Ler + Mark Webber no Iberian Porsche Meeting

Ainda é cedo e aterrou em Lisboa há pouco mais de uma hora, mas não se furta às questões colocadas pelos jornalistas numa breve sessão com a imprensa: “Nunca corri em Portugal, mas já estive em sessões de treinos no Estoril e em Portimão, a desenvolver o Porsche 919 Hybrid”.

Webber fala ainda apaixonadamente da última vitória da marca nas 24 Horas de Le Mans, com uma recuperação quase milagrosa: “Numa corrida de Endurance nunca está nada ganho, nem nunca nada está perdido. Essa é a grande lição dos últimos dois anos, tanto para a Porsche como para a Toyota, que já encontrou a velocidade certa, mas não a fiabilidade.”
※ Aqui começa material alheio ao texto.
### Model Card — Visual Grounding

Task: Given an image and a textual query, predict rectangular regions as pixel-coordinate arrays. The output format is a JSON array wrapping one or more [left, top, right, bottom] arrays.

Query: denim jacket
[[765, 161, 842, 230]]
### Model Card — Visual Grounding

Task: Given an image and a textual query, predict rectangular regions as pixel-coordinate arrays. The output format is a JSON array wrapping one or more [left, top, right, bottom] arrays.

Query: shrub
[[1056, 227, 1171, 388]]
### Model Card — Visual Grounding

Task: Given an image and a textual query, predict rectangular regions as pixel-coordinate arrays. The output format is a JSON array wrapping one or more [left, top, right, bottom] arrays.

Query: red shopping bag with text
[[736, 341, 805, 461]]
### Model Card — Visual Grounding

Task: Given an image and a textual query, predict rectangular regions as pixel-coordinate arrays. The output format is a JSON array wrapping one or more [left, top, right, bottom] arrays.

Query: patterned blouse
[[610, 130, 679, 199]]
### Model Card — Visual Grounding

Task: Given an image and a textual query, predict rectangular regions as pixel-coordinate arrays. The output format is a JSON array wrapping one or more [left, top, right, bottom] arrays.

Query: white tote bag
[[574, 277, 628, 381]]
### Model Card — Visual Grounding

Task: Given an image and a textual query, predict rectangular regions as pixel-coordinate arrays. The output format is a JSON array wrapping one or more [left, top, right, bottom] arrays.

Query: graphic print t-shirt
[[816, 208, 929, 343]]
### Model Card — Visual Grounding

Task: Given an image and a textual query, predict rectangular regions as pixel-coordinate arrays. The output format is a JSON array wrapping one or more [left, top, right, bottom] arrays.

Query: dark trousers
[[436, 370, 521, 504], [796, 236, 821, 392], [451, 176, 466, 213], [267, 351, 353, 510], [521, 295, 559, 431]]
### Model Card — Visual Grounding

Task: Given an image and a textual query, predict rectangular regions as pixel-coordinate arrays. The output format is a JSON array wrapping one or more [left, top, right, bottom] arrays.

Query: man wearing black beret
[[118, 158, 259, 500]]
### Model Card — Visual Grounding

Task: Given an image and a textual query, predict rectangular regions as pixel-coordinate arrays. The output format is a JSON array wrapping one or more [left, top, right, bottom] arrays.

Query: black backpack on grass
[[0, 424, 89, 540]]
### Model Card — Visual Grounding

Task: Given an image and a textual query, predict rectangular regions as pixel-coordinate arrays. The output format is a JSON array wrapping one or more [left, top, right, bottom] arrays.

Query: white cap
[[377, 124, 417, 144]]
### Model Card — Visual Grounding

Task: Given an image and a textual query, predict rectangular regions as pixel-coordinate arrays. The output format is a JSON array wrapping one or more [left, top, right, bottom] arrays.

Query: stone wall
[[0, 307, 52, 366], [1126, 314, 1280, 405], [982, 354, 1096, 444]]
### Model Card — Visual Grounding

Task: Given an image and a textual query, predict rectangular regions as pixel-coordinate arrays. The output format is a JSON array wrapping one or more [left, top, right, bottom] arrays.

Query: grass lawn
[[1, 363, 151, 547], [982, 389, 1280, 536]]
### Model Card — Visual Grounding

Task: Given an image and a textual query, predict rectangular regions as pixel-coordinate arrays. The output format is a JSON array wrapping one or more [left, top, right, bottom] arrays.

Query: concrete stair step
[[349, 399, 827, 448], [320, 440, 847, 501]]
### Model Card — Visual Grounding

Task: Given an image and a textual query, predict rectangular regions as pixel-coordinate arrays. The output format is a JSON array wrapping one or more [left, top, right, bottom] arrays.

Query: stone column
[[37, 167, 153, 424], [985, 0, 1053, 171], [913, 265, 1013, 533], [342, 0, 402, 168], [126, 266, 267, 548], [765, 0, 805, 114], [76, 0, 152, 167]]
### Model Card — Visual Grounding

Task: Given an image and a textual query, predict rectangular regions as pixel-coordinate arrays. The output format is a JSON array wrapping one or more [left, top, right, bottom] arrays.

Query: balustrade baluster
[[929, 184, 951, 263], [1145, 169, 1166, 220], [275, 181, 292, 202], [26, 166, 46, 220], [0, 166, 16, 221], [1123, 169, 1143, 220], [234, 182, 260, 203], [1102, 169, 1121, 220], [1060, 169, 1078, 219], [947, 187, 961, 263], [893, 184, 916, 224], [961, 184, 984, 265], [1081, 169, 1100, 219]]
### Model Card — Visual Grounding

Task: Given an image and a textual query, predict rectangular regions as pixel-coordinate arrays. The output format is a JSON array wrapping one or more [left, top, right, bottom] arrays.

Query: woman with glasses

Sobre o futuro da marca na competição automóvel, com rumores sobre o eventual abandono do Mundial de Resistência e das 24 Horas de Le Mans no final da época, Webber furtou-se às questões com política cortesia: “Penso que a Porsche encara a presença em qualquer disciplina do desporto automóvel como um desafio tecnológico e não como uma mera operação de marketing. Onde houver desafios tecnológicos que permitam aos engenheiros da marca irem mais longe é aí onde a Porsche estará”. Apetecia-me perguntar, então porque é que não estão na F1, mas “c`est pas le moment”.

Depois de ganhar tudo o que havia para ganhar no Mundial de Resistência, talvez a Fórmula E (monolugares elétricos), seja o próximo desafio, até porque a marca alemã não esconde que pretende lançar-se em força na oferta de modelos híbridos e elétricos nos próximos anos.

O Porsche Mission E é a face mais visível dessa estratégia. Curiosamente, o fundador da marca, Ferdinand Porsche foi o inventor do primeiro automóvel híbrido do mundo, o Lohner-Porsche “Semper Vivus”, que era essencialmente um carro elétrico que usava um motor de combustão interna como gerador. O carro foi apresentado em 1899 e, para todos os efeitos, foi o primeiro a ostentar o nome Porsche, mas isso é história do Antigo Testamento, voltemos a Cascais.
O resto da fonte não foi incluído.